There are a _lot_ of incredibly useful extensions to PG. What you find useful and necessary someone else might find to be unnecessary bloat. Over time the industry's demands will become clear. Another issue is that different users want auditing done differently, and so it might be difficult for PG to have one solution that fits all use-cases.

aftbit 11 hours ago | parent | prev [-]

    CREATE TABLE public.audit (
        id uuid NOT NULL,
        created_time timestamp without time zone DEFAULT now() NOT NULL,
        schema_name text NOT NULL,
        table_name text NOT NULL,
        record_id uuid NOT NULL,
        user_name text,
        action text NOT NULL,
        old_data jsonb,
        new_data jsonb
    );

    CREATE OR REPLACE FUNCTION audit_if_modified_func() RETURNS TRIGGER AS $body$
    DECLARE
        v_old_data JSONB;
        v_new_data JSONB;
    BEGIN
        IF (TG_OP = 'UPDATE') THEN
            v_old_data := to_jsonb(OLD.*);
            v_new_data := to_jsonb(NEW.*);
            IF (TG_TABLE_NAME::TEXT = 'users') THEN
                v_old_data = v_old_data - 'last_login_time';
                v_new_data = v_new_data - 'last_login_time';
            END IF;
            IF (v_old_data <> v_new_data) THEN
                INSERT INTO audit (id,record_id,schema_name,table_name,user_name,action,old_data,new_data)
                    VALUES (uuid_generate_v4(), NEW.id, TG_TABLE_SCHEMA::TEXT, TG_TABLE_NAME::TEXT,
                            session_user::TEXT, substring(TG_OP,1,1), v_old_data, v_new_data);
            END IF;
            RETURN NEW;
        ELSIF (TG_OP = 'DELETE') THEN
            v_old_data := to_jsonb(OLD.*);
            INSERT INTO audit (id, record_id,schema_name,table_name,user_name,action,old_data)
            VALUES (uuid_generate_v4(), OLD.id, TG_TABLE_SCHEMA::TEXT,TG_TABLE_NAME::TEXT,session_user::TEXT,substring(TG_OP,1,1),v_old_data);
            RETURN OLD;
        ELSIF (TG_OP = 'INSERT') THEN
            v_new_data := to_jsonb(NEW.*);
            INSERT INTO audit (id, record_id,schema_name,table_name,user_name,action,new_data)
            VALUES (uuid_generate_v4(), NEW.id, TG_TABLE_SCHEMA::TEXT,TG_TABLE_NAME::TEXT,session_user::TEXT,substring(TG_OP,1,1),v_new_data);
            RETURN NEW;
        ELSE
            RAISE WARNING '[AUDIT_IF_MODIFIED_FUNC] - Other action occurred: % at %',TG_OP,now();
            RETURN NULL;
        END IF;
    
    EXCEPTION
        WHEN data_exception THEN
            RAISE WARNING '[AUDIT_IF_MODIFIED_FUNC] - UDF ERROR [DATA EXCEPTION] - SQLSTATE: % SQLERRM: %',SQLSTATE,SQLERRM;
            RETURN NULL;
        WHEN unique_violation THEN
            RAISE WARNING '[AUDIT_IF_MODIFIED_FUNC] - UDF ERROR [UNIQUE] - SQLSTATE: % SQLERRM: %',SQLSTATE,SQLERRM;
            RETURN NULL;
        WHEN OTHERS THEN
            RAISE WARNING '[AUDIT_IF_MODIFIED_FUNC] - UDF ERROR [OTHER] - SQLSTATE: % SQLERRM: %',SQLSTATE,SQLERRM;
            RETURN NULL;
    END;
    $body$
    LANGUAGE plpgsql
    SECURITY DEFINER;
    
    CREATE TRIGGER audit_logger_accounts
        AFTER INSERT OR UPDATE OR DELETE ON accounts
        FOR EACH ROW EXECUTE PROCEDURE audit_if_modified_func();

    CREATE TRIGGER audit_logger_users
        AFTER INSERT OR UPDATE OR DELETE ON users
        FOR EACH ROW EXECUTE PROCEDURE audit_if_modified_func();
weitendorf 11 hours ago | parent [-]

It's not that maintaining some kind of audit history is an insurmountable problem, it's that it's both a very common need and the "right" way to do it can take significantly longer to set up than a quick naive approach.
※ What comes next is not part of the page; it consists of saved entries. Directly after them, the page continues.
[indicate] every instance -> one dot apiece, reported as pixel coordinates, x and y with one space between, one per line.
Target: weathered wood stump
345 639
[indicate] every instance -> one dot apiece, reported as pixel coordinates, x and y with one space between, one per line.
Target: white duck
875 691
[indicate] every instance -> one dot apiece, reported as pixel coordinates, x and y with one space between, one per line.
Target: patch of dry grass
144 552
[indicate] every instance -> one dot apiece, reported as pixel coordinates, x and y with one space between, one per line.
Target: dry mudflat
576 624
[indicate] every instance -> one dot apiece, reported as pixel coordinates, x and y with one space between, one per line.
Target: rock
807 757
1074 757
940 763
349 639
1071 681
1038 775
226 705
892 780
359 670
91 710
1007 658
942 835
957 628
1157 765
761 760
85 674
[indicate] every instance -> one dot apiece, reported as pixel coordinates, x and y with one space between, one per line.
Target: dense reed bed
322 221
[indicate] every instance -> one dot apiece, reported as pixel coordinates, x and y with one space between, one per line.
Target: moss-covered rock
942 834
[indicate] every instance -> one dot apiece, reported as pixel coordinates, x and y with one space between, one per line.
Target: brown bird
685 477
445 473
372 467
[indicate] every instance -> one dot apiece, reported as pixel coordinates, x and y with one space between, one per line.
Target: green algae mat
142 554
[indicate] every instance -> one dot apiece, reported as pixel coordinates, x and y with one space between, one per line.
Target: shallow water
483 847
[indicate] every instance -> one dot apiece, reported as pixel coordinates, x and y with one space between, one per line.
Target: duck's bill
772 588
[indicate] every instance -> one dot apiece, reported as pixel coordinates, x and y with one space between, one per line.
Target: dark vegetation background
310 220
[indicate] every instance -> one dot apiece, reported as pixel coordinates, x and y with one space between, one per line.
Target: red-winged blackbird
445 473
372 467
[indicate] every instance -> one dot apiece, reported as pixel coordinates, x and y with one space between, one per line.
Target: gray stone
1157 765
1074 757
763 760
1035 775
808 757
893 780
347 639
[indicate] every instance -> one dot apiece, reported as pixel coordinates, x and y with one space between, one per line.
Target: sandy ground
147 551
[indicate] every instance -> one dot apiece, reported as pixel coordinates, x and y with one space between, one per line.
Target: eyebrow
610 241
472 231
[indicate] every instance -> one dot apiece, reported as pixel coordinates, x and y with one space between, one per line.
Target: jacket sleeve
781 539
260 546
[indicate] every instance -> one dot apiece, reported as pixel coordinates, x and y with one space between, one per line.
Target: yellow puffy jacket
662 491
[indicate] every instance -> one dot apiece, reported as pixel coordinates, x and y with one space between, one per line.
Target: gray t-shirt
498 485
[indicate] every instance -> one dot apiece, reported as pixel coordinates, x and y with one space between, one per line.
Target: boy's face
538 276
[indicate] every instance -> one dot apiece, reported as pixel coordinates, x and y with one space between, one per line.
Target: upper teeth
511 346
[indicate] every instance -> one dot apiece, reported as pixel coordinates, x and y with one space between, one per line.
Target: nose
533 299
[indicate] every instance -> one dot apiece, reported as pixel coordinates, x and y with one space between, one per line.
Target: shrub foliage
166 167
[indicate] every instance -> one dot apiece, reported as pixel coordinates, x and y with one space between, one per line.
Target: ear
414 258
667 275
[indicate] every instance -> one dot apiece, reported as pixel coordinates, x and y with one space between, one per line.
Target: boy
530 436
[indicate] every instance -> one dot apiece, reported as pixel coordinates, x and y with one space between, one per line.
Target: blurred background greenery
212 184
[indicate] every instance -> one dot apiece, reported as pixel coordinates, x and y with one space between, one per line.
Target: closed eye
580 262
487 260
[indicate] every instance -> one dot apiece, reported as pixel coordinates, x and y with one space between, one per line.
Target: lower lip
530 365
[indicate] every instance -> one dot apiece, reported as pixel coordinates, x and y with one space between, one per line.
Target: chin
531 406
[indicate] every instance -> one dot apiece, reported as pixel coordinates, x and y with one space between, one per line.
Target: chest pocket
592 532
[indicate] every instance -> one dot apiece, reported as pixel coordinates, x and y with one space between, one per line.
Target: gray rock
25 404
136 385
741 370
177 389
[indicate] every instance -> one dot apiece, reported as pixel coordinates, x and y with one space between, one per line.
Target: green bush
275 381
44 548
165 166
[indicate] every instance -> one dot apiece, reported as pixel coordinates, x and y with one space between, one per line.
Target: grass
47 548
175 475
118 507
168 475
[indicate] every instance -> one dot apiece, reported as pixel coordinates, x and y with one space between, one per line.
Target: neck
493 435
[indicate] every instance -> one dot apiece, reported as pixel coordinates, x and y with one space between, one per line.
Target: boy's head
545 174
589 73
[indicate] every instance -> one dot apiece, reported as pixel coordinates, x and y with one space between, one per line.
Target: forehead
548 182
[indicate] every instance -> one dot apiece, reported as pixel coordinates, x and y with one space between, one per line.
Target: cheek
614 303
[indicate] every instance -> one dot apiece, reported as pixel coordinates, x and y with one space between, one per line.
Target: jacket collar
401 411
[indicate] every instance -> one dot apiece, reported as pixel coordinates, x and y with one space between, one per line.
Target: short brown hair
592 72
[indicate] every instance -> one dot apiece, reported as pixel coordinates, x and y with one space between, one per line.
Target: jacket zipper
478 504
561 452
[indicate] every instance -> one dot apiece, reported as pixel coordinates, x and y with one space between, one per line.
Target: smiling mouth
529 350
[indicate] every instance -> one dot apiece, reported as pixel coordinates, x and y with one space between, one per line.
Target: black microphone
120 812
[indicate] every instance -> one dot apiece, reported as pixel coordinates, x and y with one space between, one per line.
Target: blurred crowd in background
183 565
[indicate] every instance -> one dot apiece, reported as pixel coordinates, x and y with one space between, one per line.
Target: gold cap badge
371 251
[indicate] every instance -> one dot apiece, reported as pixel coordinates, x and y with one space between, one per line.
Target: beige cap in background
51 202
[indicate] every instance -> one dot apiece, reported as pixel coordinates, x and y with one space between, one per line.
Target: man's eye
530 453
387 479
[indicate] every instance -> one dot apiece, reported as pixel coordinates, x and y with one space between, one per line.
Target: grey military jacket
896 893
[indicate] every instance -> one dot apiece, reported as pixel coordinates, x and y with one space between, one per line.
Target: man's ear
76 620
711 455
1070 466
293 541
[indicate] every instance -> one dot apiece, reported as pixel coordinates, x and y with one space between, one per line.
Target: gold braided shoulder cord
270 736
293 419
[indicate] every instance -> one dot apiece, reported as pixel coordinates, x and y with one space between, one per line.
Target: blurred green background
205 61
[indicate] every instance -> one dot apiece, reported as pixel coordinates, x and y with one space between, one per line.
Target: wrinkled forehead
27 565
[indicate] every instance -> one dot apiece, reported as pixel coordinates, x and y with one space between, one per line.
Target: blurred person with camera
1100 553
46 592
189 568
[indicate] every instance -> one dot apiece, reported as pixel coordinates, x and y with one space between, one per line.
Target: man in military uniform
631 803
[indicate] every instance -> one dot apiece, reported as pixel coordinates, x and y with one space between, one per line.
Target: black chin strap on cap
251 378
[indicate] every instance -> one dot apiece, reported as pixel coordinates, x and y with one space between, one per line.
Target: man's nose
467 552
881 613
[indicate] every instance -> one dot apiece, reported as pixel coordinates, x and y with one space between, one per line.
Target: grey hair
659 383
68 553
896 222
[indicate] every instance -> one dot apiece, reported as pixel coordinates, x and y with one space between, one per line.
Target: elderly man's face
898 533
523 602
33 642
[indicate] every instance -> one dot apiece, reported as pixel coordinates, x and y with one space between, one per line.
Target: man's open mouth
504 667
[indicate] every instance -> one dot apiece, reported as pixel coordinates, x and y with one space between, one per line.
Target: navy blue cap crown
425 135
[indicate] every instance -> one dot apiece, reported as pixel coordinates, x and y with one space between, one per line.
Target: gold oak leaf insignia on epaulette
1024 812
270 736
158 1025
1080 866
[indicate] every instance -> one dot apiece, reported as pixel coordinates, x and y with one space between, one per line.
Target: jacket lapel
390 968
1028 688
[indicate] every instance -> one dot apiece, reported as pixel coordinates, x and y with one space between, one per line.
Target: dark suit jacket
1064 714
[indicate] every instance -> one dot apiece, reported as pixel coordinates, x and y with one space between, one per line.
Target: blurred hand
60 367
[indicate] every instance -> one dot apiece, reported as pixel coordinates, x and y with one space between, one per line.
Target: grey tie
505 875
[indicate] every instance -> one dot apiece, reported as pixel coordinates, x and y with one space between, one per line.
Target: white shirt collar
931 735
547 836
Once you take into account batching (many if not all of your pushes to auditable tables that are typically static will happen in batches within that table and across multiple other tables, because you are updating your application logic or implementing some new feature) and the need to not blow up your storage with audit logs by recording diffs, and the need to be able to "replay" or "rollback", etc. it's quite a lot to handle

And again, it's not impossible to do any of that. I just think it seems repeatable enough that it could be a first-party feature, and I would prefer to just enable or configure that feature and move on to other problems.

Going from something like your naive approach which I assume an LLM generated for you, to something productionized enough to bet your business on it, is not always trivial.